D’autre part, seuls les objets se trouvant dans le commerce peuvent faire l’objet de contrats (Code civil, art. 1128). Et la santé d’un individu ne saurait être un objet d’échange. L’avocat général Mawwell considère que la résistance d’un homme à la maladie peut être rattaché à son droit de légitime défense, ce droit ne pouvant être volontairement aliéné.

On trouve aussi des dispositions plus spécifiques du Code civil indiquant qu’ « un individu ne peut disposer par contrat de sa liberté pour un temps indéfini. » (art 1780).
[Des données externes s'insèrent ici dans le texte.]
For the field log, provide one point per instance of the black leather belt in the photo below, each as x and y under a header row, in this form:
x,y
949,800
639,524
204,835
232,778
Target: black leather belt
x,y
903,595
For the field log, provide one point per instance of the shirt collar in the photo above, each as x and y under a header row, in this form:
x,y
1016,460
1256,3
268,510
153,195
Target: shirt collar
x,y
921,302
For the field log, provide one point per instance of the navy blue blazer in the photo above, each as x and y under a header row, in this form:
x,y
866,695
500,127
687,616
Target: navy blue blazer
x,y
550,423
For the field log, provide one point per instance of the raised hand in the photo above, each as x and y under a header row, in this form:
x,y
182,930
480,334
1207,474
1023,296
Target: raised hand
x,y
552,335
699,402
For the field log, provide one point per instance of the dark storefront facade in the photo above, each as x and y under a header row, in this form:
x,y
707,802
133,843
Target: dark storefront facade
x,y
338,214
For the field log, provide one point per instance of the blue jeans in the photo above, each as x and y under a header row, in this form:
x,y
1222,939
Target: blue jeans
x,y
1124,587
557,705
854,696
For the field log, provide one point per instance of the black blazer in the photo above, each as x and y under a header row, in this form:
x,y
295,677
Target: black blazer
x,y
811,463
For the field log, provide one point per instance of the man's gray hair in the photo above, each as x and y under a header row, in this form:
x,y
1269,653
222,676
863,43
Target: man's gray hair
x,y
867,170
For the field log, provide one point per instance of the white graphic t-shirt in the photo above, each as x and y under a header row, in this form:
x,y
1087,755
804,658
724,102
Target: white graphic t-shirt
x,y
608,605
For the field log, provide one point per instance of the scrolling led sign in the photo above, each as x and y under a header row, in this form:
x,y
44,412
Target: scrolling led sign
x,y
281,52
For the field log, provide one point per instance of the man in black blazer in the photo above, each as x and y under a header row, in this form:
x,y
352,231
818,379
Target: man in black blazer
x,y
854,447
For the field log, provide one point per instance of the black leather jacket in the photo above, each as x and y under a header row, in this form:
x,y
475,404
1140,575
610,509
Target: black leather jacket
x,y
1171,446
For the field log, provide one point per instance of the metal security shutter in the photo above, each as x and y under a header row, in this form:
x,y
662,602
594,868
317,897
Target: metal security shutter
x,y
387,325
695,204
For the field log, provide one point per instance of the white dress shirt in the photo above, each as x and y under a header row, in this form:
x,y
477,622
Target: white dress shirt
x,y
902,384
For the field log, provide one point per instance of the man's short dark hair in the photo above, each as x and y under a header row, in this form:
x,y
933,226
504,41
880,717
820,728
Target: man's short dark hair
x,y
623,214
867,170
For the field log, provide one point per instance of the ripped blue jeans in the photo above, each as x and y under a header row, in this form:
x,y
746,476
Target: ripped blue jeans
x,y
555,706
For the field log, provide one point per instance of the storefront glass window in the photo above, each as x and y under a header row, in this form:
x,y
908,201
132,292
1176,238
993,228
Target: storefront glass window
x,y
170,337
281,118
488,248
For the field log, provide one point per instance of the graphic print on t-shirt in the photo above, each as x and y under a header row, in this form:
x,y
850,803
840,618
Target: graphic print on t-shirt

Au regard de cette loi, il ne peut à fortiori pas disposer de sa santé.

Également l’article 1109 ne reconnaît pas la validité d’un contrat par lequel un individu s’est engagé sans savoir à quoi il s’exposait : « Il n’y a point de consentement valable si le consentement n’a été donné que par erreur. »

Pour justifier l’engagement de la responsabilité civile du médecin, Demolombe cite un arrêt de la Cour de Cassation du 21 juillet 1862 dont il juge les motifs excellents et emblématiques : « Vu les articles 1382 et 1383 du Code Napoléon ; Attendu que ces articles contiennent une règle générale, celle de l’imputabilité des fautes, et de la nécessité de réparer le dommage causé, non seulement par son fait, mais encore par sa négligence ou son imprudence ; Que toute personne, qu’elle que soit sa situation ou sa profession [en tant qu’homme], est soumise à cette règle qui ne comporte d’exceptions que celles qui sont nominativement formulées par la loi. Si aucune exception de cette nature n’existe au profit des médecins soit dans les lois de Droit commun, soit dans la loi du 19 ventôse an XI, qui est le Code de leur institution ; Que sans doute il est de la sagesse du juge de ne pas s’ingérer témérairement dans l’examen des théories ou des méthodes médicales ; mais qu’il est des règles générales de bon sens et de prudence, auxquelles on doit se conformer, avant tout, dans l’exercice de chaque profession, et que, sous ce rapport, les médecins restent soumis au Droit commun, comme tous les autres citoyens ; Que la responsabilité s’applique également aux faits purement médicaux [auparavant soumis à un régime d’irresponsabilité du fait de l’aléa thérapeutique], et que l’on ne saurait, à cet égard, décliner, d’une manière absolue, la compétence des tribunaux par le motif qu’ils s’ingèreraient dans l’examen de questions qui sont du domaine exclusif de la science ; mais que, en pareil cas, le médecin ne peut être tenu que d’une faute lourde, s’accusant par des faits palpables et évidents, constituant, en soi, l’oubli des règles générales de bon sens et de prudence, qui sont hors de discussion… ».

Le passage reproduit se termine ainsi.